To fill the clinical gaps caused by these recruitment and retention
difficulties, VA facilities typically must contract, at very high rates,
for these specialized services. In San Francisco during FiscalYear 2003,
we expended nearly $1.8 million for 7.825 full-time equivalents for
physician services in neuroradiology, interventional radiology, general
radiology and anesthesiology. At Palo Alto, the problem is even more
severe, where they have been forced to spend approximately $6.8 million
for 22.725 full-time equivalents in a wide variety of major specialties
and sub-specialties, with the highest amounts concentrated in
anesthesiology, diagnostic and interventional radiology, cardiothoracic
surgery, neurosurgery, urology and vascular surgery.
If we are to remain a first-class institution, we need to have the
flexibility to compensate our physician staff in a way that
realistically addresses the market conditions within which we operate.
The following are examples of outstanding attending physician faculty
members that we hope to retain: our chief of Cardiothoracic Surgery, who
runs our Center of Excellence and is an NIH-funded researcher; our chief
of Medicine, who is a nationally renowned clinical leader in care of
patients with HIV/AIDS; our full-time neurosurgeon who leads the
surgical unit of our Movement Disorders-Parkinson’s Disease Center, a
program unique within the VA; and our very experienced interventional
cardiologist, who provides an important care component to a fast growing
program. While we in San Francisco are indeed fortunate to have these
clinical leaders on our staff, we still have difficulty recruiting
anesthesiologists, radiologists, gastroenterologists, cardiothoracic
surgeons, oncologists, and additional interventional cardiologists.
The new salary bill will permit us to increase the pay we can offer,
especially in the scarce specialties where the recruitment problems are
greatest. Although there are some specialties that may not see
increases, or may actually decrease, we support the provisions in the
bill that will allow current staff to maintain their present salaries as
well as the greater flexibilities in setting future rates. In addition,
under the current system, we must often rely on using retention pay and
recruitment bonuses. However, because these are not considered pay for
retirement computation purposes, they are less valuable than would be a
higher base salary. We also believe that this new pay package will
benefit our Dental staff.
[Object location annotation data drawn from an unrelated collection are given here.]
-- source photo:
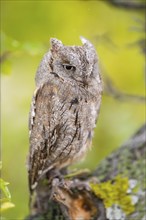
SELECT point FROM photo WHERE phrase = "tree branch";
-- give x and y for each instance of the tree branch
(78, 200)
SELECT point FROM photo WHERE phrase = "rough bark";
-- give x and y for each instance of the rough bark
(78, 201)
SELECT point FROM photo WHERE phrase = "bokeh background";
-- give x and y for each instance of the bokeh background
(26, 27)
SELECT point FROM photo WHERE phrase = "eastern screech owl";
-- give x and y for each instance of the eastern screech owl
(64, 108)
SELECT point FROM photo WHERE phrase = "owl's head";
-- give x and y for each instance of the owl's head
(79, 63)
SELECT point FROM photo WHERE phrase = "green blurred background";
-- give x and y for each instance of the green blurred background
(26, 27)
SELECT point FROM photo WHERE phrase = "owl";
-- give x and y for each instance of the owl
(64, 108)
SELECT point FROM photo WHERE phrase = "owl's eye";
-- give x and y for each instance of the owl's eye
(69, 67)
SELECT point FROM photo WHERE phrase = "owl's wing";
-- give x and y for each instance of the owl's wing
(41, 114)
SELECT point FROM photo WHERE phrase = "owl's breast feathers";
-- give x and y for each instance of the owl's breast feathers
(61, 125)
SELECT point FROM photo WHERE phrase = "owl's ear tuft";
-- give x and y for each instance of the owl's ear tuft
(55, 44)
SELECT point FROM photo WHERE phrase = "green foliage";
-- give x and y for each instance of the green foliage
(27, 27)
(5, 200)
(115, 192)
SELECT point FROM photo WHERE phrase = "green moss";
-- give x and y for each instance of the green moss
(115, 192)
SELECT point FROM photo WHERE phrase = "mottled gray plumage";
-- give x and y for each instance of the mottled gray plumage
(64, 108)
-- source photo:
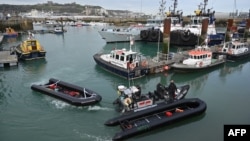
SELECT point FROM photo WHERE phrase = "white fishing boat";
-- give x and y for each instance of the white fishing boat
(235, 50)
(121, 34)
(200, 58)
(124, 63)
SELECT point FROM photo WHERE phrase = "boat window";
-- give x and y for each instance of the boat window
(117, 57)
(112, 55)
(122, 58)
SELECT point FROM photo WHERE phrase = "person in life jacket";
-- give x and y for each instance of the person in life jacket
(127, 102)
(172, 89)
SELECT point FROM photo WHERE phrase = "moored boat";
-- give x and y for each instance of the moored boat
(125, 63)
(30, 49)
(10, 32)
(188, 36)
(70, 93)
(156, 118)
(121, 34)
(59, 30)
(155, 33)
(198, 59)
(235, 50)
(131, 100)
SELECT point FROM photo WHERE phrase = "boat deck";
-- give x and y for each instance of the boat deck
(156, 65)
(7, 59)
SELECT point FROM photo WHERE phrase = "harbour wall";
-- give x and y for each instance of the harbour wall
(24, 24)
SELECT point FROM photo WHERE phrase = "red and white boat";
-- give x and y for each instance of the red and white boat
(198, 59)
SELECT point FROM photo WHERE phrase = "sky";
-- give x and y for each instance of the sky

Although we have found that the current pay
and benefits for dentists is competitive, this will ensure that we will
continue to be able to recruit them as well.
Overall, we believe that the proposed legislation will improve our
ability to recruit and retain highly skilled clinical staff to provide
the best possible care to our patient population. The annual review will
allow physician salaries to remain competitive with the local market
rate, and with the productivity component, will permit us for the first
time to reward performers who exceed expectations.
I appreciate the opportunity to present this information to the
committee and I will be pleased to answer any questions you might have.